This list of Mazda model codes describes following model codes which have been used by Mazda since the 1980s.

Naming scheme
The company's model codes form the fifth and sixth characters of the VIN on post-1981 vehicles. The first character is a letter representing the platform family, while the second is a sequential letter for the revision of the platform. For example, the Mazda N family used by the Mazda Miata started at NA and was updated in 1998 to NB and in 2006 to NC. The 2016 and newer MX-5s are designated ND.

Mazda generally starts car platforms at the letter "A", but van and truck variants often get different names, usually starting at "V".

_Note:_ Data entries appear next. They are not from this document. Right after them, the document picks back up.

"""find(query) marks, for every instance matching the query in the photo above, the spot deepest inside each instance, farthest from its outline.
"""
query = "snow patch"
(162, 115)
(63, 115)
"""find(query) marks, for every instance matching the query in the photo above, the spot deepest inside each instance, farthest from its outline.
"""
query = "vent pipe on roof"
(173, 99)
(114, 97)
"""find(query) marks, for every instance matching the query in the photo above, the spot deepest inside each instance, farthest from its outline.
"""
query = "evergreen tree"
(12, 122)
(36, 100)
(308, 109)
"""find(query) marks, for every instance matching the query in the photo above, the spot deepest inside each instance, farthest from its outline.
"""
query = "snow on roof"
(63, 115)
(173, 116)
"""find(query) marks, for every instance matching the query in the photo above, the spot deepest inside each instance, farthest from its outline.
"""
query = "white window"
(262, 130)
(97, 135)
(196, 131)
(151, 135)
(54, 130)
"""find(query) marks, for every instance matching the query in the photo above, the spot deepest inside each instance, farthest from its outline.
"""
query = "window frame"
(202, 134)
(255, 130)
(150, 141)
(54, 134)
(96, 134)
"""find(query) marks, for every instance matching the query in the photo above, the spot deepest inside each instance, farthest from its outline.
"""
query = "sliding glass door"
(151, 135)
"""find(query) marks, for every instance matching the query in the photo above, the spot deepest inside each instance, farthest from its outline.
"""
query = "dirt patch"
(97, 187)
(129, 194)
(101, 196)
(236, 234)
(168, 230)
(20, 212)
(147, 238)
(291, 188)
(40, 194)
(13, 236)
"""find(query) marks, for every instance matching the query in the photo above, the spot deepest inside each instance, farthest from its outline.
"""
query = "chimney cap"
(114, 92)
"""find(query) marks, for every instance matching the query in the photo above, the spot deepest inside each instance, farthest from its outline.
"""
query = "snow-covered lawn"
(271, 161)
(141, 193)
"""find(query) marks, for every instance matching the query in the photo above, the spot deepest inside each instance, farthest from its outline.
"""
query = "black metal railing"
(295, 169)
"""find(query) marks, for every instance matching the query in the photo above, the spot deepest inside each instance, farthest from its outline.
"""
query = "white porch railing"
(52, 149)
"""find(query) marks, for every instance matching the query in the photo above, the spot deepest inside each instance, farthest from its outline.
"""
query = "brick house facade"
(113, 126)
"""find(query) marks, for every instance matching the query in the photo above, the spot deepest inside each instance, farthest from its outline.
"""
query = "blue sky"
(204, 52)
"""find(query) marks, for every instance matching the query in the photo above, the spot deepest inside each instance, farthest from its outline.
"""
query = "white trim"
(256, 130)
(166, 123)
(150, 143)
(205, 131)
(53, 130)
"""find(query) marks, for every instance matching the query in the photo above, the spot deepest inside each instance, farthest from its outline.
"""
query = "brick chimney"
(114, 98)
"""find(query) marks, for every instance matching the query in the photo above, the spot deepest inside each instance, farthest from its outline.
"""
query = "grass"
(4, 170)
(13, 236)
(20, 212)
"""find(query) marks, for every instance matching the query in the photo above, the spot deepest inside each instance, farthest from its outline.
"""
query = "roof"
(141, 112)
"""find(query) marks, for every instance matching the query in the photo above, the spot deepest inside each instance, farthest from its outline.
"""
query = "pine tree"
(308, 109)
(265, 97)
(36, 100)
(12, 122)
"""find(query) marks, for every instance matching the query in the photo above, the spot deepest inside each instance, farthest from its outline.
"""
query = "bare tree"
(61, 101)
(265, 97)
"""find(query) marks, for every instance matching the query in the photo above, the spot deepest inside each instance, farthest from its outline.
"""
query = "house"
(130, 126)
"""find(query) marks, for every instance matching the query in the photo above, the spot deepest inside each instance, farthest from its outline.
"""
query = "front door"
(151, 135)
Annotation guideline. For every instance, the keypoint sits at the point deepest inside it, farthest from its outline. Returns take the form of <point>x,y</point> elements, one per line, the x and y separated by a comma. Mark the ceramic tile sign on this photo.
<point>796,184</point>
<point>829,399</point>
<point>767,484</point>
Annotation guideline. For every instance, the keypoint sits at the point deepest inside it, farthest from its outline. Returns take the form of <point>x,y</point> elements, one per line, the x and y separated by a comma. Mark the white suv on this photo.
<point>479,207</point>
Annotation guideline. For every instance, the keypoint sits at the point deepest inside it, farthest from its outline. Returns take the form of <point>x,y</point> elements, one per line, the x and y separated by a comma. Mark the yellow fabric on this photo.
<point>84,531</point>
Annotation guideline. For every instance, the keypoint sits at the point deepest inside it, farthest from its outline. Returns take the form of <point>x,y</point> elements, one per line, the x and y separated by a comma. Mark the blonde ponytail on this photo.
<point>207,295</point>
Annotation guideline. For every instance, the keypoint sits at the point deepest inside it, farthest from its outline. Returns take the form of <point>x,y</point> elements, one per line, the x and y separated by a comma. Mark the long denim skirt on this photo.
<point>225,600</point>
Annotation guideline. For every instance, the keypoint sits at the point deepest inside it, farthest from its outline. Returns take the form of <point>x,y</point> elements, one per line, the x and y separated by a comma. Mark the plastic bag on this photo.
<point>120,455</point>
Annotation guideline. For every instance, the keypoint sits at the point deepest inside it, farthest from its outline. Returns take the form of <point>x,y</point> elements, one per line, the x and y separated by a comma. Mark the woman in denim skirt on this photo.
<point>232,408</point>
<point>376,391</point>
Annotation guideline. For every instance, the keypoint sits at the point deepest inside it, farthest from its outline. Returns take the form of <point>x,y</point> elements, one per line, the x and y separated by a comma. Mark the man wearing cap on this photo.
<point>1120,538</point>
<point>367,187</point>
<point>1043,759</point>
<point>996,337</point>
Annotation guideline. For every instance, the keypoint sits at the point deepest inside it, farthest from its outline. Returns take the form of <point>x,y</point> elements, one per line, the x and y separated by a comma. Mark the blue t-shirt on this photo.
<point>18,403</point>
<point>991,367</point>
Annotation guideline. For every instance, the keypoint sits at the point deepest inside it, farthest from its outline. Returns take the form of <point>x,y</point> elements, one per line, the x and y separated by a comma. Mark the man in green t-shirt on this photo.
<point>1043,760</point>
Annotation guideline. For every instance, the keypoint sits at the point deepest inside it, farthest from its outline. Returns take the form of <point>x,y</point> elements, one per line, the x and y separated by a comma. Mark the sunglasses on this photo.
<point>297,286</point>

Note: The US-built Mazda6 and Tribute do not use the Mazda model code in the VIN; in its place is an AutoAlliance code. Instead of the model code letter, position four in the VIN specifies the vehicle's safety systems, and position five specifies the marque, due to being built in a multi-brand facility.

Old VINs
Prior to 1981, Mazda used a different VIN format and model code naming scheme. The platforms were given two characters, and the model a third, based on their names.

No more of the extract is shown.